According to the study, 2-5 million migrating insects fly over the United Kingdom each year. The study is reported in the December 23, 2016, issue of Science by a team headed by Jason Chapman. Tracking these arthropods involves the use of special radar designed to detect insects. The team estimates that the total biomass of these arthropods is 3200 tons which is 7.7 times more than the biomass of the songbirds in the same area. These are tiny creatures with some of them weighing less than 10 milligrams.

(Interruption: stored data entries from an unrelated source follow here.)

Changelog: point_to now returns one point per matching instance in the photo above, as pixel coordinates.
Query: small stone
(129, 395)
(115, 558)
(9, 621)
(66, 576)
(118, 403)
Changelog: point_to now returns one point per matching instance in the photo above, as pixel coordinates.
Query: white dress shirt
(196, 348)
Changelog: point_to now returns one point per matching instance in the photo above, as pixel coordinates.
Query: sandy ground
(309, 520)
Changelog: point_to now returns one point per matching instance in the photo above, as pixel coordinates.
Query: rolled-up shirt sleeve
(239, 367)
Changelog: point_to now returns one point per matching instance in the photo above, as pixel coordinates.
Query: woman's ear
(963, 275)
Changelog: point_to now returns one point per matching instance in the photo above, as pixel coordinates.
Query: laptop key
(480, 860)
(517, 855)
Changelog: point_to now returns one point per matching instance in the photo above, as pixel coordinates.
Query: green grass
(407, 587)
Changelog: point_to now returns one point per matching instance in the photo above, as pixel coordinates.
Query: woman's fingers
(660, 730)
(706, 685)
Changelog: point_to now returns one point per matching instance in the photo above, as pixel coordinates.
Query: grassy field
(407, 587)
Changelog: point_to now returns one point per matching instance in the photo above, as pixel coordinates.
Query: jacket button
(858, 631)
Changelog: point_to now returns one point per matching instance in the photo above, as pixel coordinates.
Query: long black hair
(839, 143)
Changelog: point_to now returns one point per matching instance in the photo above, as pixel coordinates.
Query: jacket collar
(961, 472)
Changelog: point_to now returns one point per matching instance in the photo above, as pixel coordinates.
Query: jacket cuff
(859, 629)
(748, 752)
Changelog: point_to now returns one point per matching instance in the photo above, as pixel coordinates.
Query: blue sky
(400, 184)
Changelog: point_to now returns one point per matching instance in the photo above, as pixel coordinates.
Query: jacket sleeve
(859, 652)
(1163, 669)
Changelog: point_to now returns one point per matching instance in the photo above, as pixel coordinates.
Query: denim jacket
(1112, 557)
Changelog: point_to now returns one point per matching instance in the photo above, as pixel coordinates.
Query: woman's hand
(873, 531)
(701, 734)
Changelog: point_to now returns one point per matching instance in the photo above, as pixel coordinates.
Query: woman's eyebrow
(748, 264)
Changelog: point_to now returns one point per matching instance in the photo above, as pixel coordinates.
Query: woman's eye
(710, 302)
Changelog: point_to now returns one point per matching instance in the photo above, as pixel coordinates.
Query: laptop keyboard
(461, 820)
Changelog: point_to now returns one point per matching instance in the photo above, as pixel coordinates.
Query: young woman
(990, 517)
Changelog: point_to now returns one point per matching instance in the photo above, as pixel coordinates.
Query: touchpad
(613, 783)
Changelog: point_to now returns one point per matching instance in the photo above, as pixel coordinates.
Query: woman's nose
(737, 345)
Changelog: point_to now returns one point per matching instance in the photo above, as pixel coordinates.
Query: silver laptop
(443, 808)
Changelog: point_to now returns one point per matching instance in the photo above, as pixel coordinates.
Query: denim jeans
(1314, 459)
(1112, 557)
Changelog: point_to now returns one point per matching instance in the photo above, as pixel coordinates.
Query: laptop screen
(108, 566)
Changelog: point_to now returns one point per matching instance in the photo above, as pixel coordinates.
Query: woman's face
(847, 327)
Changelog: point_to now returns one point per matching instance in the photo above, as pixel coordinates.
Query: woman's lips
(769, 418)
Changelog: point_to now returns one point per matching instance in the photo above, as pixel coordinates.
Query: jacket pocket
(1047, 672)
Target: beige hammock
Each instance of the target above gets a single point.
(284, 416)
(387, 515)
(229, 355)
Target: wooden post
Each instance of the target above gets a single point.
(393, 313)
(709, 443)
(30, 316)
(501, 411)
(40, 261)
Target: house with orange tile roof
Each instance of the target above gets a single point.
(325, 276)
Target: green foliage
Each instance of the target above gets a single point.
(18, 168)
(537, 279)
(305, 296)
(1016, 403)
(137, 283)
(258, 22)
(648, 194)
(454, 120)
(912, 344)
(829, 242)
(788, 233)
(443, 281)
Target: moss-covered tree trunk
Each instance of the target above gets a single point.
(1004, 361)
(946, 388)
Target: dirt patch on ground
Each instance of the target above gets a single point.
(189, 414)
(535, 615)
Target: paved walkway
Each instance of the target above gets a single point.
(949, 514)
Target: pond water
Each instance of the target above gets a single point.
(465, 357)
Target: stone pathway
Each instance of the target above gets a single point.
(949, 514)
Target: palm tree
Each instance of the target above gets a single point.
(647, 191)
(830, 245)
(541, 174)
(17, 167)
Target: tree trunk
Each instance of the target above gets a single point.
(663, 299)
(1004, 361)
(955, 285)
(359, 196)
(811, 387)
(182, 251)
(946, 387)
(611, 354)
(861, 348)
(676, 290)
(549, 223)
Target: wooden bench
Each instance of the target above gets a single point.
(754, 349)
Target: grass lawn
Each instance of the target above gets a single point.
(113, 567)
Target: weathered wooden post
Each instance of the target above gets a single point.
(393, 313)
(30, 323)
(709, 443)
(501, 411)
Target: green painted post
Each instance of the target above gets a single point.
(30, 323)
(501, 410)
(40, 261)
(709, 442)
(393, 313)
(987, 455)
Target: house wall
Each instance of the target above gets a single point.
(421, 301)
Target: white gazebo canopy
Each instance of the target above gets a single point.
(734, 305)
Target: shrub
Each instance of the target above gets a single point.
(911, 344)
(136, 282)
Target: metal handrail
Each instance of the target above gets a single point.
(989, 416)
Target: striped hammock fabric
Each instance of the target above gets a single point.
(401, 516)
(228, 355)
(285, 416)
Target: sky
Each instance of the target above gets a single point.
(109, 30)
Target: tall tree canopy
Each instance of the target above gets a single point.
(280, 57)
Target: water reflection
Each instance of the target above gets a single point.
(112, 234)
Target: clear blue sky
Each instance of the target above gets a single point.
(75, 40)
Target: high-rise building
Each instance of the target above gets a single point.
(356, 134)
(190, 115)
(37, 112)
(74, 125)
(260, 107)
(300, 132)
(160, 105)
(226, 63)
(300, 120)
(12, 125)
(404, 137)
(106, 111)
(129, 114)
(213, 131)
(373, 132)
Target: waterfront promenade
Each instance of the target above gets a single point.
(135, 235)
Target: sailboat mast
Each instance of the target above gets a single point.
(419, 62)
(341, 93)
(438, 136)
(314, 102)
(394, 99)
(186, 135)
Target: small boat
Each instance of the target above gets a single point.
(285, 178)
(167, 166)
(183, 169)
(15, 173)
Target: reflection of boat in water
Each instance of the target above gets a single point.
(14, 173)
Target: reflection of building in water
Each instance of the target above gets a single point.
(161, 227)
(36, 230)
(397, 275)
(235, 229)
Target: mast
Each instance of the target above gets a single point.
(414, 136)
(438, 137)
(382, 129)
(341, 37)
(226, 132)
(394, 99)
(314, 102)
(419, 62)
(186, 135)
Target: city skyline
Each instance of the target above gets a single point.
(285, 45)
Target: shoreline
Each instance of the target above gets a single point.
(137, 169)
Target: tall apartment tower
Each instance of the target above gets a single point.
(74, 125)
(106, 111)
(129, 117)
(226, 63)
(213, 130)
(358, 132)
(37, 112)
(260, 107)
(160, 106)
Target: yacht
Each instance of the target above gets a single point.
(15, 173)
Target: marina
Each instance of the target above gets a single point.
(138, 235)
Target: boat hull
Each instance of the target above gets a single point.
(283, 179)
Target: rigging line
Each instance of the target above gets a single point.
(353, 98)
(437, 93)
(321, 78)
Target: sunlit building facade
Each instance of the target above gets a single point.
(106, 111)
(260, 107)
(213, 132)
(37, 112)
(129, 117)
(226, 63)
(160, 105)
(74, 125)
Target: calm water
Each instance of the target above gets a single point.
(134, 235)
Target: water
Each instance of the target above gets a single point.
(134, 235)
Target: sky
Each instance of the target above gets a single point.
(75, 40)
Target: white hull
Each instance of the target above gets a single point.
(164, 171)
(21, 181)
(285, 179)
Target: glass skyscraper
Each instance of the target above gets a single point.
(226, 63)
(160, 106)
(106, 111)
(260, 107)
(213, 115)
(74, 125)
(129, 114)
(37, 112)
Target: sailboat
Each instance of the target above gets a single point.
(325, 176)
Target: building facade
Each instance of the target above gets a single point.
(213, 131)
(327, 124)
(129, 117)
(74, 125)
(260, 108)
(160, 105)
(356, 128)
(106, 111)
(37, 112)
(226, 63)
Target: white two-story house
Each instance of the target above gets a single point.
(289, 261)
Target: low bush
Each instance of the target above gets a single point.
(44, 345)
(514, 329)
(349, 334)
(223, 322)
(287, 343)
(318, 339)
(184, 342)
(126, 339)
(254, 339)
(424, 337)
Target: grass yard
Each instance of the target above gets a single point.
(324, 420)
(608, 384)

Chapman notes that these arthropods are not just accidentally caught up in the wind. Some of them climb to the top of a plant to launch their flight. Some stand on tiptoe and put out silk until the wind catches them and carries them away. The animals only launch when the wind is to the north from May to June, and in August and September, they launch when the wind blows to the south. Chapman concludes “these arthropods must have some kind of built-in compass plus a preferred direction and the genetics that change that preference as they or their offspring make the return migration.“
Let me introduce you to an animal that lives in the Arctic Ocean, spending much of its time under the pack ice. This animal has a refined sonar that is so intense and so directional that it can narrow or widen the sonar beam to find prey over short and long distances. The sound beams are asymmetric, narrowing on the top which minimizes noise clutter coming from the surface of the ocean or from the pack ice it swims under.
This is the most sophisticated sonar observed in a living species, and the animal that possesses it is the narwhal. The mechanism that generates the sonar is like that of a porpoise with clicks being emitted by the animal. The narwhal can do things that no other animal can do. Because narwhals can scan vertically as they dive, they always know where open patches of water exist so they can get back to a place where they can breathe.